In this experiment we found no evidence that prior exposure to Drosophila C Virus (DCV) protects flies from a subsequent lethal challenge, with almost identical levels of mortality in flies previously exposed to DCV or a control.

Conclusions

Our results confirm the finding that ‘acquired’ immune responses are not ubiquitous across all invertebrate-pathogen interactions. We discuss why we may have observed no effect in this study, with focus on the mechanistic basis of the RNAi pathway.

Introduction

Over the past decade, a number of studies have demonstrated that invertebrates that have previously encountered a pathogen/parasite appear to be protected upon secondary exposure, which has been termed “immune priming” [1][5]. Experimental studies of immune priming have demonstrated that following exposure to either a dead/non-infectious pathogen, or a sub-lethal dose that is subsequently cleared, a host is protected against a later lethal challenge [2], [3], [6]. The effect of immune priming can sometimes even cross generations, with the offspring of infected parents being protected [7][10]. While vertebrates produce acquired immune responses to parasites via antibody-mediated immunity, the occurrence of immune priming in invertebrates suggests ‘acquired’ responses are achievable through alternative mechanisms.

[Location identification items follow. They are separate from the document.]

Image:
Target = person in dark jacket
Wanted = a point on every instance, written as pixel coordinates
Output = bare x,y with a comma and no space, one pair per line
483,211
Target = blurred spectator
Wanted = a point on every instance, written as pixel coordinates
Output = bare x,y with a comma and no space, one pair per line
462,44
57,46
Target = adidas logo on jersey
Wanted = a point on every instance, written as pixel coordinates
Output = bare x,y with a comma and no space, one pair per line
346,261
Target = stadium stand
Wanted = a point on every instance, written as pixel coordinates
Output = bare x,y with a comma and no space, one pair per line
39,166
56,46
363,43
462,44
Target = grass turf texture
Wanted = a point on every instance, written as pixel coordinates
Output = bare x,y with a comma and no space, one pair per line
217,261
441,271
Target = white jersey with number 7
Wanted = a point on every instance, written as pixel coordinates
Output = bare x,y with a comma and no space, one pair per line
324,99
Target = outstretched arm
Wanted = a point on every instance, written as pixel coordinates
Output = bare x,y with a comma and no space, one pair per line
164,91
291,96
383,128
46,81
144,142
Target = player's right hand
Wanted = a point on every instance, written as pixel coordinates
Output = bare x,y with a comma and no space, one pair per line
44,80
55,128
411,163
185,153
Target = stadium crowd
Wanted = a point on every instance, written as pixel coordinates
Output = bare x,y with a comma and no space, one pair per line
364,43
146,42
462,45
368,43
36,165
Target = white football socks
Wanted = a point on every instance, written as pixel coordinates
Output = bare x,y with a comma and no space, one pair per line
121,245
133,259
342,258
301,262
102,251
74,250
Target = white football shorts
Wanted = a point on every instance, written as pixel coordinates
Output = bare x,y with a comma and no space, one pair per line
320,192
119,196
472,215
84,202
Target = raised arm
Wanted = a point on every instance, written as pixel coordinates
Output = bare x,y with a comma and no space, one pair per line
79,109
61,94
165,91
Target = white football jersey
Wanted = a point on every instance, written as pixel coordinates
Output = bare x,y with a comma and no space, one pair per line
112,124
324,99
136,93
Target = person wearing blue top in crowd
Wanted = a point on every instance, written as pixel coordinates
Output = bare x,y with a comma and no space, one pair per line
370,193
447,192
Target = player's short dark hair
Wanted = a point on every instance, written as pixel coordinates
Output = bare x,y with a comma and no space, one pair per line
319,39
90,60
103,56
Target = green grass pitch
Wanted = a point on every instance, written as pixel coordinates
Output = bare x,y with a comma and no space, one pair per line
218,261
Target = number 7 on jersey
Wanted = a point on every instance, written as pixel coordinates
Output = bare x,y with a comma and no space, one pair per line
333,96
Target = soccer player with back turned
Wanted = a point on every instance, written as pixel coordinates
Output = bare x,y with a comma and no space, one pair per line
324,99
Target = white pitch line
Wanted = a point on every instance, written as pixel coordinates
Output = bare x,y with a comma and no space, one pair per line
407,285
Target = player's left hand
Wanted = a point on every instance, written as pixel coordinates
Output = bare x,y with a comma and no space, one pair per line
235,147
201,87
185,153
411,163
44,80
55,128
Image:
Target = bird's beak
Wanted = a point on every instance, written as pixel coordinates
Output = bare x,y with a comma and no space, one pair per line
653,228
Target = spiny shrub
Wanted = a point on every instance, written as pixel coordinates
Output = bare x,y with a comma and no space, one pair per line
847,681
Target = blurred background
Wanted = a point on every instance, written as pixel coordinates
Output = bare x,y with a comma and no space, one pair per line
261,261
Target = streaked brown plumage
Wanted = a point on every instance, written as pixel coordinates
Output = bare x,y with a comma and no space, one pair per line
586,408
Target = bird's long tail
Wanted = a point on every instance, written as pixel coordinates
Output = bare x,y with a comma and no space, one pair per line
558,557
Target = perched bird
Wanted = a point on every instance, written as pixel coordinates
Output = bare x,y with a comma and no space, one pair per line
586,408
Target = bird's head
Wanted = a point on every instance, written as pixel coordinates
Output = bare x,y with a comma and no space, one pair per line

Despite the insect innate immune system recognising and killing invaders using receptors and effectors that target molecules conserved across a broad taxonomic range of pathogens, immune priming can sometimes be highly specific [11]. For example, shortly after exposure to three bacterial pathogens, bumblebees initially show a general priming response with little specificity [5]. However, several weeks after the initial infection, the insects only show increased protection on secondary exposure to the bacteria they were previously exposed to, with the priming response even able to distinguish between bacteria from the same genus [5]. Similarly, Drosophila primed with Streptococcus pneumonia bacteria were protected against a secondary lethal challenge of homologous but not a taxonomically diverse range of other bacteria [12]. In this case it was found that the Toll pathway and phagocytes underlie the increased survival and greater bacterial clearance observed. Specific immune priming has also been reported against different strains of bacterial pathogens in the beetle Tribolium castaneum [13] and the crustacean Daphnia magna [7], and in the copepod Macrocyclops albidus infected with tapeworms [2]. Immune priming has also been shown to occur against double-stranded DNA (dsDNA) viruses. Penaeus shrimp with previous exposure to white spot syndrome virus show increased survival on subsequent exposure to virus, with protection persisting for up to two months [14], [15]. Similarly, individuals of the moth Plodia interpunctella exposed to a low dose of its natural DNA virus show increased survival on a subsequent challenge to a lethal dose, as do their offspring [10]. Whilst little is known about the mechanisms of specific immune priming in invertebrates, one possibility is the hypervariable immunoglobulin domain-encoding gene Dscam. By being alternatively spliced, Dscam may be able to produce sufficient receptor diversity to distinguish between different pathogen strains or species [16], [17].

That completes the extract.